Cotton – Gibbings, 1838
On October 2 1838 the then very grand Field-Marshal Sir Stapleton Stapleton-Cotton, first Viscount Combermere of Bhurtpore took Mary Woolley Gibbings (1800 – 1889) of Kilbolane in County Cork as his third wife. There were no children, and the heir remained Wellington Henry Stapleton-Cotton, child of the Viscount’s second wife. Mary’s father was Robert Gibbings, a doctor and apothecary of Irish descent but then working in Cheltenham. The Viscount often took that waters at spa towns and this may well have been how he met Mary.
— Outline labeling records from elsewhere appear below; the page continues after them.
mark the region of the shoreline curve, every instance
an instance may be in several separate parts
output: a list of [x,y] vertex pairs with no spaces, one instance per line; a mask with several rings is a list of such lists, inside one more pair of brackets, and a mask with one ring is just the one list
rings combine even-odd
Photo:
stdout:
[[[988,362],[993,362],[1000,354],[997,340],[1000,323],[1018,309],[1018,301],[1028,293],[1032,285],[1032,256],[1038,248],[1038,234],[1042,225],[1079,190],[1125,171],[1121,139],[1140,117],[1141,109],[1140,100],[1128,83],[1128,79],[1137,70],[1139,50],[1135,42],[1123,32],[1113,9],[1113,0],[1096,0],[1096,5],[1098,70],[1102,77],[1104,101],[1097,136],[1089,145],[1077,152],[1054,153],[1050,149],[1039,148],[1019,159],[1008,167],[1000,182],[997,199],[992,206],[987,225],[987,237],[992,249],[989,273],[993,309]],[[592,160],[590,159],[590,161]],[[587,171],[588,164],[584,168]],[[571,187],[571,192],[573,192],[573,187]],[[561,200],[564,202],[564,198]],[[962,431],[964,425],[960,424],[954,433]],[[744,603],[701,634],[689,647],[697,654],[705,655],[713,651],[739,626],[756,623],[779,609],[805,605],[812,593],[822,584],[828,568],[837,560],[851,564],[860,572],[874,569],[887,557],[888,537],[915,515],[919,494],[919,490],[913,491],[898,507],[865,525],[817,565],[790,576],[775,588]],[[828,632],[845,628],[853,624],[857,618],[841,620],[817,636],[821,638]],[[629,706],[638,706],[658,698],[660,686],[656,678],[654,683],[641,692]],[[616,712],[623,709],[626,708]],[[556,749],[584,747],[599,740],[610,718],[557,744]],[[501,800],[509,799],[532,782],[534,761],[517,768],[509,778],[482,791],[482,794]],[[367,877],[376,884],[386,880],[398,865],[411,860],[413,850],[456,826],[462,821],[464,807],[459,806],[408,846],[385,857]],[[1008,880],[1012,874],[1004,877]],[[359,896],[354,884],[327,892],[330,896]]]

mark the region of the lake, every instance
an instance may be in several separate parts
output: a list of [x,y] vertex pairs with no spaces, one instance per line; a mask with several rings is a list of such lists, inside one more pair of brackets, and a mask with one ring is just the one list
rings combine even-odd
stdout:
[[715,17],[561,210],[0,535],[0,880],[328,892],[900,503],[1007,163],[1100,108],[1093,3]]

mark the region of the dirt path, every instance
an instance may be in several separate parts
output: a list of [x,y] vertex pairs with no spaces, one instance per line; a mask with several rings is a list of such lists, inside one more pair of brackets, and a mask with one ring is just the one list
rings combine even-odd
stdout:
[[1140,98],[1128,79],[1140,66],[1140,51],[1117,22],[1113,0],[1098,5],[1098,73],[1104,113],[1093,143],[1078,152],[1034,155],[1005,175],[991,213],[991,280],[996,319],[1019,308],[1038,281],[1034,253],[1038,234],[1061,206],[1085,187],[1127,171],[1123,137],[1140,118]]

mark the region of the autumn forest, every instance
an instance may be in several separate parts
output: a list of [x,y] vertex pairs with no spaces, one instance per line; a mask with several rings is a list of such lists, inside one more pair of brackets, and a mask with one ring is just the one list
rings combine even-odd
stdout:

We do not know exactly when the Cotton arms were added to the early-Seventeenth century coving on The Library ceiling, but if it were in the years after the first Viscount’s third marriage, that would not be surprising. They seem to have been planned all at the same time. the second Viscount was a month past his twentieth birthday when his father married for the third and final time, and he was perhaps involved in the researches into their ancestors and their heraldry. It is possible that the son started – or continued – the work – but his marriage, in 1844, was not included, so the work was doubtless finished by then. Two arched panels on the south wall are blank and there is no obvious reason for this.